Under Premier Doug Ford, the health-care system won't get the investment that experts say it needs.
Ontario Finance Minister Vic Fedeli presents the 2019 budget as Premier Doug Ford looks on at the legislature in Toronto on April 11, 2019.
Ontario Finance Minister Vic Fedeli presents the 2019 budget as Premier Doug Ford looks on at the legislature in Toronto on April 11, 2019.

TORONTO — Ontario needs to inject about $7 billion more into health care in the next three years just to maintain the services it currently provides, but the Ford government's budget will leave the system billions of dollars short.

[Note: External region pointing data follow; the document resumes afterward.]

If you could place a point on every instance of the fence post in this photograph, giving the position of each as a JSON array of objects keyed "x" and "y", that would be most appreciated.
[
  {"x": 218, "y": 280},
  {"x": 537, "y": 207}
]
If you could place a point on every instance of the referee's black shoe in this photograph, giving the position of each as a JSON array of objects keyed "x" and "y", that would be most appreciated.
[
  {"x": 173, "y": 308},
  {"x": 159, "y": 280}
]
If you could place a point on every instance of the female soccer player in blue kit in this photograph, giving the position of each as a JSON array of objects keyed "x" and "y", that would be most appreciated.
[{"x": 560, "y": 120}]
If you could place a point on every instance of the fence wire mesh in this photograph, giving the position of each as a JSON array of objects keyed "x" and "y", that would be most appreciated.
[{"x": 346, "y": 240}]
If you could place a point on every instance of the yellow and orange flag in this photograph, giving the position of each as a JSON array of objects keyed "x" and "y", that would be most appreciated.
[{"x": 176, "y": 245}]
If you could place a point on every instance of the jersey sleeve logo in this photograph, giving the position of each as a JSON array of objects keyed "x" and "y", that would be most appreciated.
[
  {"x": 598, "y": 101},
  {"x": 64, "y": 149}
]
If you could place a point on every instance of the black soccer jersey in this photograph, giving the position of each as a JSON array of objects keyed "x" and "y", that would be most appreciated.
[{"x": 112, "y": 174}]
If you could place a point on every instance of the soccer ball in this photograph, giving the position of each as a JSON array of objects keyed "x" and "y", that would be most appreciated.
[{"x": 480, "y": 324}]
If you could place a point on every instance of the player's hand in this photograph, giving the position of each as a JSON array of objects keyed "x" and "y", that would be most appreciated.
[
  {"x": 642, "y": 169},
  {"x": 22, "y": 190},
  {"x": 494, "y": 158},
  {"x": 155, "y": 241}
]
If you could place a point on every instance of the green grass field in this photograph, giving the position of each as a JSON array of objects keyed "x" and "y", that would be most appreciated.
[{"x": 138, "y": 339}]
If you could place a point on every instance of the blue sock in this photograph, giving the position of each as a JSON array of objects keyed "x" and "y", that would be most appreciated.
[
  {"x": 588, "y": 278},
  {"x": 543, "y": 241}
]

The province's financial watchdog projects that the government needs to spend at least $70.3 billion on health care by the 2021/22 fiscal year to keep up with inflation, the growing population and the aging baby boomer generation. But projections in the Progressive Conservatives' first budget, released Thursday, show that they only intend to raise health-care spending to $65.3 billion in that time, leaving the system $5 billion short.

Health care is the largest expense for Ontario, taking up nearly 40 per cent of its roughly $163-billion budget.

Premier Doug Ford's government has already unveiled its plan to overhaul the system by merging Local Health Integration Networks into one centralized agency. That move will save $350 million a year when it's complete, according to the budget document.

The government does plan to increase health-care spending in its term, by an average of 1.6 per cent every year.

That won't be nearly enough, according to the projections by the Financial Accountability Office (FAO) released on March 6.

As Ontario's large cohort of baby boomers become seniors, the system will come under more strain, the FAO report said. The average 50-year-old in Ontario needs about $3,100 of health-care services annually, while a 65-year-old needs $6,400 worth of care and an 85-year-old needs more than $22,000 in care.

Number of seniors to double

In coming decades, it's expected that the number of seniors in Ontario is going to double. There were 2.4 million seniors who made up 16.7 per cent of the province's population in 2017, according to the Ministry of Finance. In 2041, there will be 4.6 million seniors, making up a quarter of the entire population.

The FAO report warned residents that Ford's goal to eliminate deficit spending could hit the health-care system hard.

Ontarians need to have an informed debate about this government's goal to balance the budget and the "trade-offs necessary" to achieve that goal, it said.